Александр Володин - Три кинокомедии
Таня спустилась по лестнице и подошла к мальчику, который ждал ее внизу.
— Он что, странный какой-то? — спросила она.
— Он пьет жутко, — ответил тот. — А теперь у меня новый отец, не пьет, не курит. У него язва желудка. Выпьет рюмочку перед обедом, и все.
Они пошли обратно.
— Тебя как зовут? — спросила Таня.
— Гена.
Подошел троллейбус. Ребята сели в него.
— А меня — Таня. У вас хороший вожатый в отряде?
Гена пожал плечами.
— Ничего...
— У нас очень хороший вожатый, — сказала Таня. — Раньше вожатая была плохая. У нее единственное, что было хорошее, — это коса. Наш класс премировали спутником, знаешь, который играет «Широка страна моя родная». Это только благодаря вожатому.
Они стояли, стесненные пассажирами.
— Слушай, а может, твой новый отец был первым пионером? Или, может быть, у него знакомые есть, которые были?
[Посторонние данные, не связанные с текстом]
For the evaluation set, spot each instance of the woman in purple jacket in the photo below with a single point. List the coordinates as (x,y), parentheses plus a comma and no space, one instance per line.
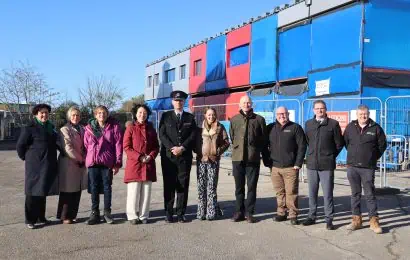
(103,144)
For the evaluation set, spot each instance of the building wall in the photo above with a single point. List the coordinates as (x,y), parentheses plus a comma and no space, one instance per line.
(387,37)
(216,64)
(293,14)
(238,75)
(320,6)
(164,88)
(263,51)
(197,82)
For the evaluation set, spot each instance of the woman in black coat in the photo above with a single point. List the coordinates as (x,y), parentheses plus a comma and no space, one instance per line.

— Знакомых у него много, — сказал Гена и вдруг предложил: — А хочешь, сейчас зайдем к нему?
Таня обрадовалась.
— Ой, конечно!..
Ребята вошли в вестибюль театра, поднялись по широким ступенькам.
На плюшевой скамеечке у входа сидели две женщины — молодая и пожилая.
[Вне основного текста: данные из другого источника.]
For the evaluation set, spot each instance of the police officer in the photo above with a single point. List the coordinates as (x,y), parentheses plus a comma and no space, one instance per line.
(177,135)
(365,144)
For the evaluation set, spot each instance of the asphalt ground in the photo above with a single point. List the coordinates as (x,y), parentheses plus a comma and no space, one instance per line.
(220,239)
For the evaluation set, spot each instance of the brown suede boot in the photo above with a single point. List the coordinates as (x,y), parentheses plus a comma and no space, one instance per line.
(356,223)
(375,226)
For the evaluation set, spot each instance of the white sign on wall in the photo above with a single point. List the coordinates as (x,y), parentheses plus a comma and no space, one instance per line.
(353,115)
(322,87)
— К кому? — спросила старшая.
— К Павлу Васильевичу Колпакову, — сказал Гена.
— Да? — Женщина удивилась и посмотрела на них с интересом.
— Мальчик, а ты что, наверно, сын Павла Васильевича? — спросила молодая.
— Сын.
— А это твоя сестричка?
— Сестричка.
— Смотри-ка, вас двое...
Молодая поманила его пальцем, сказала тихо:
— Павел Васильевич хороший человек. Вы его цените, не балуйтесь.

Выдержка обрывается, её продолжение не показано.